If you’re a prolific snacker with and a goddamn liability when the internet is at your disposal, Black Honey is what you want. They have their own bakery that pumps out grandma tier scones, and their lack of wifi will prevent you from spending time coming up with the perfect caption for your Snapchat story.
Do you love walls that would be a nightmare on acid and are you keen on smashing the patriarchy? If so, get down to The Only. Students who engage in study enhancing drinking feel at home here, but stay clear if you’re unsure about cinnamon infused coffee. The staff are smarter than your profs.
Dreams of Beans
For the faint of heart, a quaint quiet place to study with a big brick wall in between a lounge and the cashier to separate commerce and quiet from one another. Art in the cafe is good, but not great enough to distract from a dangerously long sentence. The coffee is roasted exactly the way the ideal existential crisis goes, in house.

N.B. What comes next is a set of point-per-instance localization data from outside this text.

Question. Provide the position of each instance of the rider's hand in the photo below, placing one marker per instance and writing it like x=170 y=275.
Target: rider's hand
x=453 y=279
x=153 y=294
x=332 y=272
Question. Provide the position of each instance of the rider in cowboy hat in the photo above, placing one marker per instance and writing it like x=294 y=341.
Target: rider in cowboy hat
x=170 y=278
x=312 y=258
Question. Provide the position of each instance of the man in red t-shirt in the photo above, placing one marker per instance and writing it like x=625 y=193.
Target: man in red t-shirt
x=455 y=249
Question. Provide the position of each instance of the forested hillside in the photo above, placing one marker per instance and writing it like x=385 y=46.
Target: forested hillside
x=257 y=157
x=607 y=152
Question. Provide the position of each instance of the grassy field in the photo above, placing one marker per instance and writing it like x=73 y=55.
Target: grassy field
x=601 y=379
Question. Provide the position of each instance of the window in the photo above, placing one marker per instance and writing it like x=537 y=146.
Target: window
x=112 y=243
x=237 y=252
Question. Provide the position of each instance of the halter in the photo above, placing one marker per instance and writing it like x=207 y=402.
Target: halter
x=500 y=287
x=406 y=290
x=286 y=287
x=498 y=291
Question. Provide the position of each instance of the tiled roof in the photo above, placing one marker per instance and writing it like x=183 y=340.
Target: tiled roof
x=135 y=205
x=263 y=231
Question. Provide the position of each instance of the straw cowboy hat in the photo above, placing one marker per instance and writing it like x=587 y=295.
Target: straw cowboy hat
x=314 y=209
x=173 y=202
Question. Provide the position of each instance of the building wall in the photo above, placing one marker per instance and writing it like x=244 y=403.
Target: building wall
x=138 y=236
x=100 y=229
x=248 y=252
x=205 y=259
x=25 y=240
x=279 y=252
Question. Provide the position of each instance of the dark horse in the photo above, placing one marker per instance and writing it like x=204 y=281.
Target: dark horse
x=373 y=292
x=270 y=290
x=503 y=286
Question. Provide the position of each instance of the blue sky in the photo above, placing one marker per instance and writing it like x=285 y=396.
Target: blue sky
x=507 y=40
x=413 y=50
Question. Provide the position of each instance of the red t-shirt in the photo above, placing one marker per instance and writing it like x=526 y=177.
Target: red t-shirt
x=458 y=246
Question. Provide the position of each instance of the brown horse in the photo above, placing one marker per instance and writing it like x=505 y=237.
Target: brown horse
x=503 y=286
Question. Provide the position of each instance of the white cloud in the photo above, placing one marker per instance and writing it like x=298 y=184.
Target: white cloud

Ideal for the student that looks down on Ikea furniture but looks up to the concept of income inequality being a net positive for society. More polished than a liberal arts student’s desperate appeal for “a little help” covering rent for the month, Caffeina is clean, and houses the seemingly affluent. I go there and I like it.
For the student who has breakfast at 4pm. Natas stays open late and serves coffee to people after sunset. A favorite of vampires and non-functioning-fireplace enthusiasts, Natas threatens to be pretentious, and is definitely on George street.
A perfect destination for those with crippling commitment issues, as it will be closed at the end of September. It sits on the Otonabee and is a perfect place to get two birds stoned with one joint if you want a sunburn and a study area. Perfect for the people who get their soul sucked out of them when exposed to fluorescent lighting for more than 3 minutes.
The Peterborough Library
Located in the underbelly of this town, Peterborough square: the most common place to see a face tattoo. The Peterborough library has no windows, and no distractions, acting as an intellectual prison from which one can escape at literally any moment they choose.
Obviously there are other places to study downtown, and hopefully new students find them, but any of these places listed above is a good place to start.